Bankroll Risk vs. Stack Risk
So if you should be risk-neutral with your stack, what about your bankroll? We advise that you be risk-averse with your bankroll. The amount of money that you win or lose in any one session or even a few sessions shouldn't matter too much to your bankroll. Otherwise, your emotions will come into play too greatly, and playing scared is always a bad idea. But how does this make sense? How can you be risk-neutral with your stack and risk-averse with your bankroll at the same time? The answer is that the shape of your utility curve changes as the area you are looking at changes. If the area is small enough, the risk-averse curve will start to look more like a straight line. This is kind of like how the earth is round, but the area we can see with the naked eye is so small that it looks flat to us.
Utility of Tournament Chips
Expected Utility Theory also explains why tournament play is different from ring game play. You may have noticed that people are more risk-averse in tournaments than in ring games. This is because of expected utility: if you have 1,000 in chips early in a tournament, it is most likely a bad idea to take an all-in on a 50-50. This is because getting that second 1,000 in chips is not worth that much to you, but if you lose your first 1,000, you're out of the tournament.
On the other hand, in the middle of a tournament, it may become a good idea to take that very same bet! This is because having a big stack will give you some extra utility because you can now steal blinds. Also, if you are down to a short stack later in the tournament, you would probably gladly take that 50-50 all-in. This is because the utility of having that first 1,000 is much diminished because of the blinds.
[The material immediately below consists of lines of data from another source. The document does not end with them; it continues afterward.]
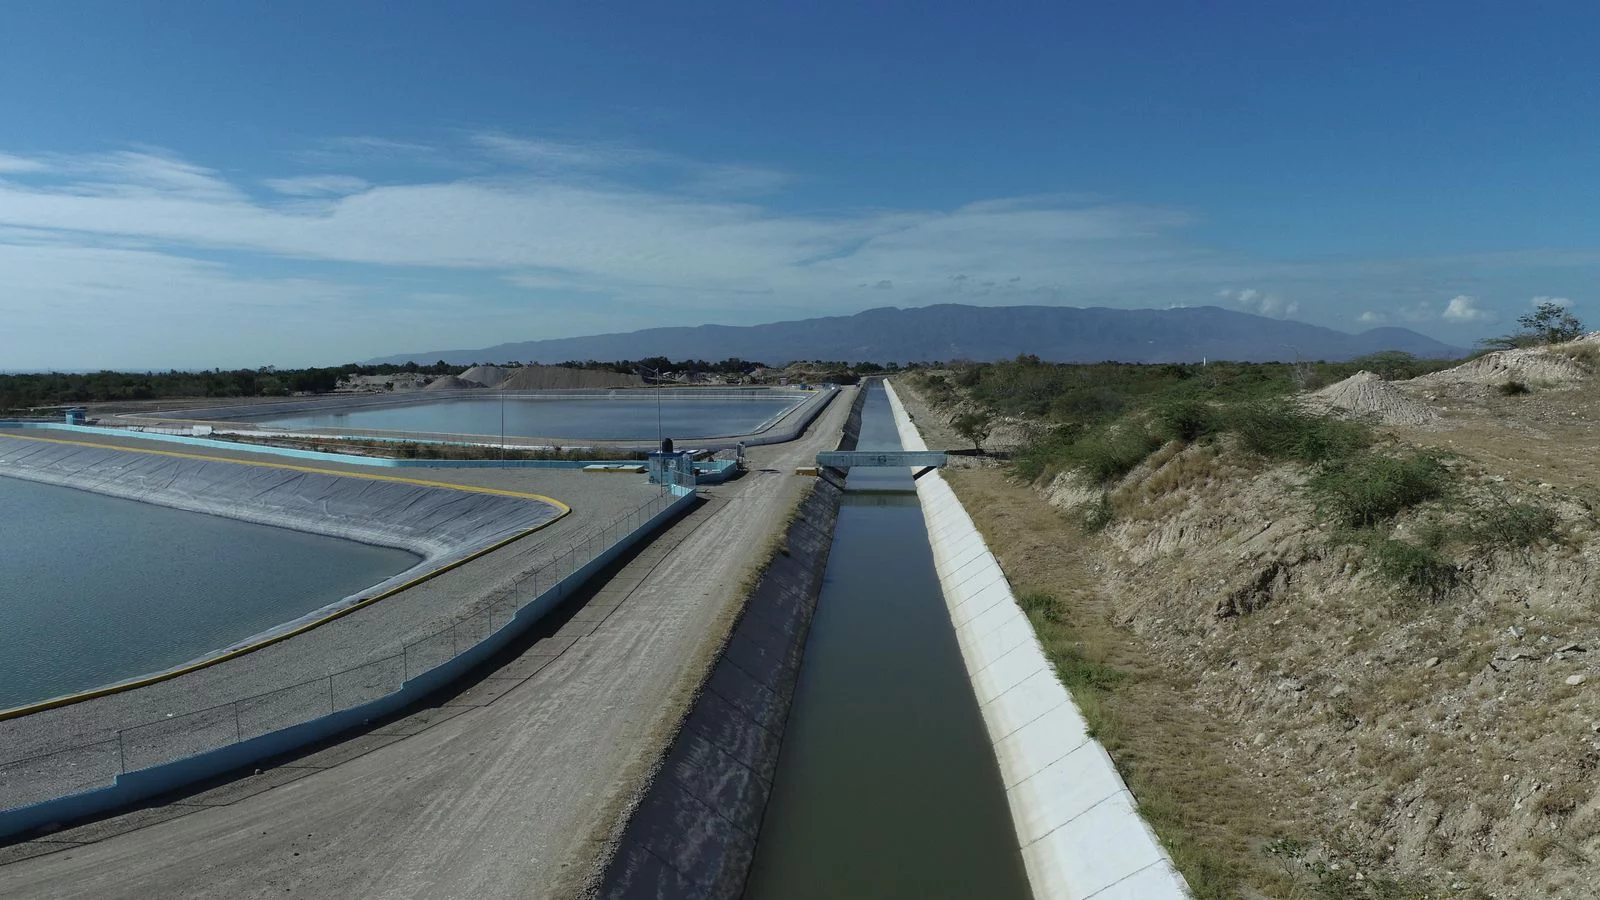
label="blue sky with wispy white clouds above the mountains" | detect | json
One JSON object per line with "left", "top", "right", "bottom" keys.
{"left": 0, "top": 0, "right": 1600, "bottom": 370}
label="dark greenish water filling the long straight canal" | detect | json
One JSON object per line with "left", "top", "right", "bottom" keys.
{"left": 744, "top": 388, "right": 1029, "bottom": 900}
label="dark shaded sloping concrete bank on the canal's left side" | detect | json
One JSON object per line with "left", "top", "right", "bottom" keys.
{"left": 600, "top": 381, "right": 867, "bottom": 900}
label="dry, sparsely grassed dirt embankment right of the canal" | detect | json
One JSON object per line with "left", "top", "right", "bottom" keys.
{"left": 914, "top": 354, "right": 1600, "bottom": 900}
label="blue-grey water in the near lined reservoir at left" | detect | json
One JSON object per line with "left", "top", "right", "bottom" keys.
{"left": 0, "top": 477, "right": 418, "bottom": 709}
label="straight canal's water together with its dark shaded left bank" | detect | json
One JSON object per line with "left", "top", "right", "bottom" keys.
{"left": 602, "top": 379, "right": 1029, "bottom": 900}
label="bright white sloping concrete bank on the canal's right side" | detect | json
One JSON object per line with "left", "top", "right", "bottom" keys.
{"left": 885, "top": 383, "right": 1189, "bottom": 900}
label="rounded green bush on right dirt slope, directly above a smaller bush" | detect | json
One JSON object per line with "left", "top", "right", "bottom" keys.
{"left": 1306, "top": 452, "right": 1450, "bottom": 528}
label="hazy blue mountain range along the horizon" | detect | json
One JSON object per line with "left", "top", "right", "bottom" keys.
{"left": 370, "top": 304, "right": 1467, "bottom": 365}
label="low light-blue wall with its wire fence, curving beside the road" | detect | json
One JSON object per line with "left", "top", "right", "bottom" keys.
{"left": 0, "top": 485, "right": 696, "bottom": 839}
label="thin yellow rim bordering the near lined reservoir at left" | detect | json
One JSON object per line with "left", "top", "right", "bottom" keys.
{"left": 0, "top": 434, "right": 573, "bottom": 722}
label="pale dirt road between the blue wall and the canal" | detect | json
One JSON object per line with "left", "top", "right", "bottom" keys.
{"left": 0, "top": 391, "right": 853, "bottom": 900}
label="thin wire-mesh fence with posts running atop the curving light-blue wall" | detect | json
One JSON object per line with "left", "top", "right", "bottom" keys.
{"left": 0, "top": 487, "right": 693, "bottom": 812}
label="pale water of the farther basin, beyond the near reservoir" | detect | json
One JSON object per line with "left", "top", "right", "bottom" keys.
{"left": 250, "top": 394, "right": 802, "bottom": 440}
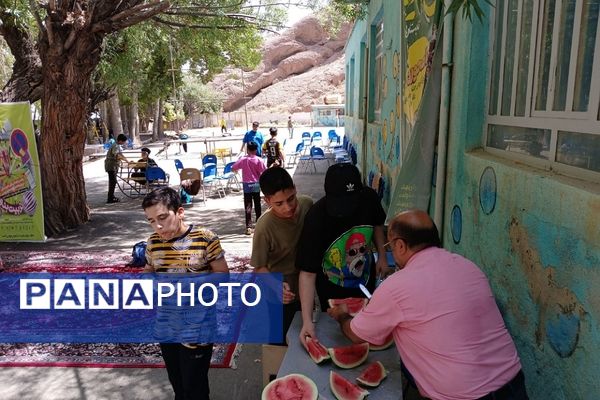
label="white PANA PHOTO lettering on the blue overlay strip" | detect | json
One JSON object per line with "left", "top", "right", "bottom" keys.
{"left": 19, "top": 278, "right": 261, "bottom": 310}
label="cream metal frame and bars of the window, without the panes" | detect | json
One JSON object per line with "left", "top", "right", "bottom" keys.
{"left": 483, "top": 0, "right": 600, "bottom": 181}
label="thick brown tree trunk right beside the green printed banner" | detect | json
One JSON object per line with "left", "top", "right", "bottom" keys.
{"left": 40, "top": 42, "right": 95, "bottom": 236}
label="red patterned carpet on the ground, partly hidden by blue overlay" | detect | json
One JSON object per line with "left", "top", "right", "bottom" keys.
{"left": 0, "top": 252, "right": 249, "bottom": 368}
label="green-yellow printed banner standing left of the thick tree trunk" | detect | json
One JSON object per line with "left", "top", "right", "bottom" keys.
{"left": 0, "top": 102, "right": 46, "bottom": 242}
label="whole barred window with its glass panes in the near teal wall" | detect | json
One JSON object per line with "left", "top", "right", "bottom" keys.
{"left": 485, "top": 0, "right": 600, "bottom": 179}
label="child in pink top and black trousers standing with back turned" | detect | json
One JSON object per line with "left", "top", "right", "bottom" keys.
{"left": 231, "top": 142, "right": 267, "bottom": 235}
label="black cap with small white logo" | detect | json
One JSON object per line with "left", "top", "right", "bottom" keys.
{"left": 325, "top": 163, "right": 363, "bottom": 217}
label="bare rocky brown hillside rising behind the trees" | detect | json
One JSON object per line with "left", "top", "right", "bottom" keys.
{"left": 211, "top": 16, "right": 351, "bottom": 114}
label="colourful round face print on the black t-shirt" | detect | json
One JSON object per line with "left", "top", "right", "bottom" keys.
{"left": 323, "top": 225, "right": 373, "bottom": 288}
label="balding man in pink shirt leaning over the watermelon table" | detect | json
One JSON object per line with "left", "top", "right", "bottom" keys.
{"left": 328, "top": 210, "right": 528, "bottom": 400}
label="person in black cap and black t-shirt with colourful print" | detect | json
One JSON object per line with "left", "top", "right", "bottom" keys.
{"left": 296, "top": 164, "right": 389, "bottom": 347}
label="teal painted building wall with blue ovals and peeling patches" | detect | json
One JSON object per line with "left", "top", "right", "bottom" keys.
{"left": 346, "top": 0, "right": 600, "bottom": 400}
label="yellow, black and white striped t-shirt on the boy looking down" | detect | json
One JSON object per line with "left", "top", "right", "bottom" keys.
{"left": 146, "top": 225, "right": 225, "bottom": 273}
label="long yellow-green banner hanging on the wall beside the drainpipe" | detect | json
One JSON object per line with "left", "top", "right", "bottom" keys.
{"left": 387, "top": 0, "right": 442, "bottom": 219}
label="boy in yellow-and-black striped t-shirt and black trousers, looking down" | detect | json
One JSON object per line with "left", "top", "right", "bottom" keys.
{"left": 142, "top": 188, "right": 229, "bottom": 400}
Your utility curve in a tournament is dynamic, or changing over time. A winning tournament player is aware of what utility he gets from the chips he is betting, and how his utility curve changes throughout the tournament. He doesn't settle for a positive expected value in chips; if he talks of a positive expected value, it means a positive expected value in prize money. In other words, he demands a positive expected utility on all his bets.
Utility of Deals
Towards the end of tournaments, it is common for poker players to strike deals. Often, the prize structure is very top-heavy, giving first place nearly twice as much money as second. However, the blinds are so high at this point in the tournament that luck will be the primary factor determining the victor. Instead of battling it out, poker players often would rather strike a deal and give each player a proportion of the prize pool. These deals take into account the utility curves of the players. If a poker player is a billionaire and is playing in a $200 buy-in tournament, he probably does not care that much about the variance involved with winning. However, a player who barely scraped together that much money to enter the tournament is likely to be eager to strike a deal. When making a deal, take into account your opponents' and your utility curves. Do not let them take advantage of you because they suspect you are risk-averse. For example, it is speculated that there was no deal in the 2003 WSOP because Sammy Farha thought he could bully Chris Moneymaker at the final table. Farha, a multi-millionaire, knew that the money involved intimidated Moneymaker, an average player. Ultimately, Moneymaker kept his cool, played solid poker, and won the World Series.